Multigenerational communities formed around the Baptist and Methodist churches that dominated town squares for generations. By contrast, nondenominational churches often thrive on their otherness, attracting congregants who mistrust ancient American institutions.  

“What those churches try to do is to be as easy as possible,” Burge said. “They don’t have membership rolls. They don’t fill out contact cards. They make it really easy to get in, but that also makes it really easy to get out. That’s how they’re designed, is to be much more transitory. A lot of these churches don’t have membership. It’s not a thing.”  

Not all socioeconomic groups are leaving the pews at the same rate. College-educated Americans are now markedly more likely to belong to a church than those without a college education, according to Gallup polling.   

The statistic belies the long-held suspicion that college professors were killing religion.   

“People who aren’t college-educated tend to be less likely to participate in civic institutions, to participate in politics, to get married,” said Melissa Deckman, CEO of the nonprofit Public Religion Research Institute. 

Younger people are less religious than older generations. Gallup polls show 34 percent of Generation Z identify as “nones,” compared with 29 percent of Millennials and 25 percent of Generation X.  

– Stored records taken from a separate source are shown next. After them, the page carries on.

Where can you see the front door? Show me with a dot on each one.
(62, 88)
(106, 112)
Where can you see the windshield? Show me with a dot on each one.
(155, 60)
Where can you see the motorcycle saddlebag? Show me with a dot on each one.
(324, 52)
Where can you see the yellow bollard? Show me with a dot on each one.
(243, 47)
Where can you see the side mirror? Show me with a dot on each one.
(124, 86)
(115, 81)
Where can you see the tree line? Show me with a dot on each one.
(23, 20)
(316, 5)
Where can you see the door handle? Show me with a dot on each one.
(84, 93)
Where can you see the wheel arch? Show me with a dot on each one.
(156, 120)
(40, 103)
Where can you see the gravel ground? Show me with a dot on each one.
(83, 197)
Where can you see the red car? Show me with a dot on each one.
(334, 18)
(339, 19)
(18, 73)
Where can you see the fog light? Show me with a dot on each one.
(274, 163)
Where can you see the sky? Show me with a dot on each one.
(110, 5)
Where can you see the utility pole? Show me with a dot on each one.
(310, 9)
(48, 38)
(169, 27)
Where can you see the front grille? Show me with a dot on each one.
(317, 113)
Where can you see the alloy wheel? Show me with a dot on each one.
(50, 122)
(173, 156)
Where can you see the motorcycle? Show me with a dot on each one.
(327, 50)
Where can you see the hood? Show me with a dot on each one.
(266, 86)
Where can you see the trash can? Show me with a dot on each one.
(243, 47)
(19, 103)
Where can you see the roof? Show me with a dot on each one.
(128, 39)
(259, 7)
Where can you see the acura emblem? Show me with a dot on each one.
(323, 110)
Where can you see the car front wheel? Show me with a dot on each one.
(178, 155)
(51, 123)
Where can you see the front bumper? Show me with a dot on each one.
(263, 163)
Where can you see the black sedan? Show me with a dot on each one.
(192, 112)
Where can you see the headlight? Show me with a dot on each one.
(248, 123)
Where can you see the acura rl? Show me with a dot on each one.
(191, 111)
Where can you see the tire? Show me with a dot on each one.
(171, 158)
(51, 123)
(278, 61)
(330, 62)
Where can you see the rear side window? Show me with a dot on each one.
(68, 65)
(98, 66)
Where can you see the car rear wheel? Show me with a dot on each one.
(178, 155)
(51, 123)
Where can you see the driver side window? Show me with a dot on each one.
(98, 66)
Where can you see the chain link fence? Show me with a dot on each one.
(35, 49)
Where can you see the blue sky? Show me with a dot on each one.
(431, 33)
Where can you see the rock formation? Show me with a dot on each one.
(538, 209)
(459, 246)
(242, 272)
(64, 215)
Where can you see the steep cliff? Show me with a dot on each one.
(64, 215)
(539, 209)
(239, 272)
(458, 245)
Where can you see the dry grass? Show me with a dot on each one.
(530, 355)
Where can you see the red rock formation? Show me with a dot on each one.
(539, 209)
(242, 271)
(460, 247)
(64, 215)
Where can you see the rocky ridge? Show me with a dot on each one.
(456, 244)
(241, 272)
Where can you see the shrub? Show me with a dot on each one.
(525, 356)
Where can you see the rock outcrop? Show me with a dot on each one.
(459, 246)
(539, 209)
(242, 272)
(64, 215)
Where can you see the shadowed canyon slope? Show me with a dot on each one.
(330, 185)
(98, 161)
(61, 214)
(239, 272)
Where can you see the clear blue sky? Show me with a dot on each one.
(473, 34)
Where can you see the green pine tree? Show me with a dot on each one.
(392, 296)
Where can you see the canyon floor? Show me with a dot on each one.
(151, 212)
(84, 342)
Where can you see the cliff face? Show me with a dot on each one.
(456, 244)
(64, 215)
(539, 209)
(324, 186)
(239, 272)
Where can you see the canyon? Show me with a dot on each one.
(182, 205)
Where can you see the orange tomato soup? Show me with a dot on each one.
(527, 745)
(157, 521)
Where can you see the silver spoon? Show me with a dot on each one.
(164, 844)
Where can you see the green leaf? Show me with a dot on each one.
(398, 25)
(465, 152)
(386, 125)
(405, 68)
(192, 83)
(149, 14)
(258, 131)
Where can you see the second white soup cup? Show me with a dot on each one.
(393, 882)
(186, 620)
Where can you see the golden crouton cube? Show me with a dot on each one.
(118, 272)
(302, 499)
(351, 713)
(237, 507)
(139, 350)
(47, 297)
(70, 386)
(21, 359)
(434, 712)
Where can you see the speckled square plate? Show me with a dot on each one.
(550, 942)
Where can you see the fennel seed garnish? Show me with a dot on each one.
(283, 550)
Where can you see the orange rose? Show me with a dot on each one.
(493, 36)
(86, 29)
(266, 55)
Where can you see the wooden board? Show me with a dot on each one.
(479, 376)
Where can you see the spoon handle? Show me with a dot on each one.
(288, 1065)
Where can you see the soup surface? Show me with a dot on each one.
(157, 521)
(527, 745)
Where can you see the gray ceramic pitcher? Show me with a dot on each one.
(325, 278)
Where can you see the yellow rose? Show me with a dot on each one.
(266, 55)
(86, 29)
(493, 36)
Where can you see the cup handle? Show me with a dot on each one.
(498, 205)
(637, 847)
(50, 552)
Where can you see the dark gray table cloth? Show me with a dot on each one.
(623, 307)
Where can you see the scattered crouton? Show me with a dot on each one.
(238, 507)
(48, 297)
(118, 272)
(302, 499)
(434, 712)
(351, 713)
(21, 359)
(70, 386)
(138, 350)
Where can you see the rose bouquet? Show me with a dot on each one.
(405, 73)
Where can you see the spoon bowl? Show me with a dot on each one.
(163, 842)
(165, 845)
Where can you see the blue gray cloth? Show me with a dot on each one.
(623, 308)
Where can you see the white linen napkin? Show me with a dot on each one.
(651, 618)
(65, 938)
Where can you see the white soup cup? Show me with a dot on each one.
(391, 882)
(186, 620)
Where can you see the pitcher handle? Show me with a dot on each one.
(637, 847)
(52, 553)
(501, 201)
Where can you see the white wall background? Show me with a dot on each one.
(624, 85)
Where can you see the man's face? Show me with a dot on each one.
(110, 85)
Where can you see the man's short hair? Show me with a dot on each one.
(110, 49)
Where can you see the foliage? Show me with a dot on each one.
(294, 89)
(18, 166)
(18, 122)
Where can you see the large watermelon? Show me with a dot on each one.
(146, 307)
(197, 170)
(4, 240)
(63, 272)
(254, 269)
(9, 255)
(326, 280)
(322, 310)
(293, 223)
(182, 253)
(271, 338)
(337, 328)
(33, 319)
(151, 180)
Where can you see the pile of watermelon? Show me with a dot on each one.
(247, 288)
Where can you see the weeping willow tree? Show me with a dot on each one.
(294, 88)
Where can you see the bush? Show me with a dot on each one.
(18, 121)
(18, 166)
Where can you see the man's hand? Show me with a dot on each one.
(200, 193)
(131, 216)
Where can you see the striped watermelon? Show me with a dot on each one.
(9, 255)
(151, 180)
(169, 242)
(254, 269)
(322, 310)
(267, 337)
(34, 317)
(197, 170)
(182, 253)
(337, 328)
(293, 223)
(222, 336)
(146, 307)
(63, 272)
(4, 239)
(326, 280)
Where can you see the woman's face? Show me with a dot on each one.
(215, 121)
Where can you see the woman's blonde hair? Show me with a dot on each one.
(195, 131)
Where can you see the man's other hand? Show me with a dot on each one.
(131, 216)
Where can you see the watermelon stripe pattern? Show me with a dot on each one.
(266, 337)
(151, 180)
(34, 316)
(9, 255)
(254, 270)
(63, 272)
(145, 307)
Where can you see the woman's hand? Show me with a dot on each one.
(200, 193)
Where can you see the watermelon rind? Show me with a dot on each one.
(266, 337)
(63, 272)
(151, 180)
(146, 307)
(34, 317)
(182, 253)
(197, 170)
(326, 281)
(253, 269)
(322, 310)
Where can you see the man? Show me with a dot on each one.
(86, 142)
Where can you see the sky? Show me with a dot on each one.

Some of this generational difference is, well, generational: Older people tend to be more religious, first as they settle down and have children, then as they approach a reunion with their creator, assuming they believe in one.   

But the Gen-Z religious disconnect also stems from political divisions, some of which may not go away.   

The Freedom From Religion Foundation sponsors an annual essay contest for young people. Recent essays have focused on the LGBTQ movement and abortion rights, Gaylor said, both issues with entrenched opposition among a wide swath of conservative religious organizations.   

Faith-based groups see hope in recent evidence of a rebound in churchgoing. Research from Barna Group, a Christian polling firm, suggests that the share of Millennials making weekly church outings nearly doubled to 39 percent in 2022 from 21 percent in pre-pandemic 2019. The group found smaller bumps in church attendance among Gen-X families and boomers.   

Groome, of Boston College, takes heart in new data suggesting the “nones” population is leveling off in recent years, after two decades of steady rise.   

“So, I don’t think it’s all over yet,” he said.  

And while it may be socially acceptable these days to identify as a nonbeliever, some of the atheist stigma endures.   

On Wednesday, Winter Solstice, Gaylor’s foundation plans to run an ad in The New York Times, a red-cheeked Santa framed by the message, “Yes Virginia. . . There is no God.”   

The Times wouldn’t run it, Gaylor said, unless her organization added two more lines of clarification: “That’s what tens of millions of nonreligious Americans believe.”